In its submission SPA calls on the government to intervene in the television market to ensure fair contracting between producers and broadcasters through legislated terms of trade. SPA has been trying to negotiate new terms of trade with the ABC since the previous agreement expired in 2015.

In its view the market is an oligopsony (few sellers, many buyers), accentuated by the networks’ loss of advertising revenues to online giants such as Google and Facebook and the defection of audiences to Netflix.

It argues the ABC and SBS have a disproportionate influence on the market for TV commissions, accounting for 45 per cent of all productions surveyed in 2017 in a report by Deloitte Access Economics. 

“As commercial broadcasters have come under pressure they have amplified pressure down the supply chain. The public broadcasters are doing the same,” the submission said.

“This pressure manifests in broadcasters seeking ‘more for less’; that is, more rights for less money (licence fee or equity). In particular, broadcasters are increasingly ‘warehousing’ rights to prevent competitors acquiring them. These are rights that producers could otherwise exploit.”

SPA cited the Deloitte report’s finding that broadcasters’ bargaining power was the No. 1 ranked challenge facing producers. According to its submission, SBS’s first-run factual, documentary and food hours dropped by 35 per cent from 2014/15 to 2016/17. However, over that period external commissions rose from 74 per cent of total hours factual, documentary and food to 91 per cent.

“It is clear that absent any specific obligations to Australian content, the ABC’s output is on a downward trend for drama and children’s commissions, while it invests more in other, less-expensive genres. The SBS is investing more in Australian drama, albeit off a low base. Children’s programming is also falling at SBS,” SPA said.

It asked the government to consider a range of measures including:

1)   Quotas on the public broadcasters, as is the case for children’s content on the BBC. Alternatively, a points system that can provide incentives for commissioning different types of content or from different sources.

2)   The government may choose to provide tied funding to the ABC to deliver certain genres of content.

3)  A Ministerial Statement of Expectations which addresses the volume of Australian content that the ABC delivers each year and the ABC’s relationship with the independent sector and the terms on which it commissions content.

4)    To enable the independent sector to invest in development of ideas and skills, the ABC may choose to provide market forecasts of its content budgets for drama and narrative comedy, children’s and factual and documentary.

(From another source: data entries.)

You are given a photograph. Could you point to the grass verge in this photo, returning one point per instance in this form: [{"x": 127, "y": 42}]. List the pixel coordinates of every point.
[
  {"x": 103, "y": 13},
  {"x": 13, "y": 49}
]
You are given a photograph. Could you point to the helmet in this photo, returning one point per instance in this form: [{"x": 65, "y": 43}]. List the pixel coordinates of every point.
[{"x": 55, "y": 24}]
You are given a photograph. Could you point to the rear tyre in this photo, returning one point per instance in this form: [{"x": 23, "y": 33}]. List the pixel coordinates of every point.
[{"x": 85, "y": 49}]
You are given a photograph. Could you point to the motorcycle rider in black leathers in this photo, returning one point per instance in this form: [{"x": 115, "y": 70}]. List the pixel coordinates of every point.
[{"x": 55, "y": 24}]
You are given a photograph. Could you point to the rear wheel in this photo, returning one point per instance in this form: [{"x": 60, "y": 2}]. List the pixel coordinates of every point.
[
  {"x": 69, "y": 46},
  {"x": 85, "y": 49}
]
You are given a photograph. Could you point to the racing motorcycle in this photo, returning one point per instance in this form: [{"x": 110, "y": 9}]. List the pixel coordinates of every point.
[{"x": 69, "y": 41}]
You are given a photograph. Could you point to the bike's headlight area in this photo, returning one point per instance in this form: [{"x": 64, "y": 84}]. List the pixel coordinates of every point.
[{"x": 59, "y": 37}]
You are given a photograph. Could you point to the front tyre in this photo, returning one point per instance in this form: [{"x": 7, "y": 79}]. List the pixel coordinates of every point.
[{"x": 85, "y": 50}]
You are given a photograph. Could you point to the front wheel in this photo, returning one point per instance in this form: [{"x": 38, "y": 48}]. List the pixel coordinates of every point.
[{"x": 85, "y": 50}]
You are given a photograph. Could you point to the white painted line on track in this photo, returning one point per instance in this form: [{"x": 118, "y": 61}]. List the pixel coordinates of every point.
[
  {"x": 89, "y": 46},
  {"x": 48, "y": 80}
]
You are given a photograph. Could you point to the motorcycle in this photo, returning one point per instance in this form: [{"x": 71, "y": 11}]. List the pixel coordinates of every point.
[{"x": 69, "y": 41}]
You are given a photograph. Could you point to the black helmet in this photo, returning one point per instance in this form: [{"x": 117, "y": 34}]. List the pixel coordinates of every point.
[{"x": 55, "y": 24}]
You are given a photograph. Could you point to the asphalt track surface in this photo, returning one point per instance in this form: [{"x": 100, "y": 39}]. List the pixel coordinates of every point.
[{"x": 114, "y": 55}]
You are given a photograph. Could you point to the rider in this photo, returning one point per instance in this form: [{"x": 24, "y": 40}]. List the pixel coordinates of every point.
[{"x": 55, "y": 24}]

Meanwhile the ABC has rejected suggestions it has an unfair advantage or is crowding out commercial media companies.

Releasing its submission to the inquiry, MD Michelle Guthrie warned: “Any move to curtail the ABC’s activities would serve only to punish Australian audiences who trust and value us.”

Free TV Australia, the commercial free-to-air networks lobby group, has accused SBS of increasingly airing commercial content in primetime, claiming most of it is outside SBS’s charter. The organisation called on the government to require the Australian Communications and Media Authority (ACMA) to report annually on the performance of the national broadcasters in delivering on their charter obligations.

Guthrie said: “Far from disadvantaging commercial media, the evidence shows the ABC has a positive influence on the broader media sector, including in its focus on innovation and its ability to serve as a launch pad for ideas and fresh talent.

“The ABC is well aware of its privileged position in Australian society. The ABC uses its government funding efficiently and effectively to deliver on its charter obligations to provide comprehensive and innovative public broadcasting and digital media services to Australian audiences.

“It rigorously supports the principles of competitive neutrality – that public and commercial sector entities should function on a level playing field – and applies them appropriately.”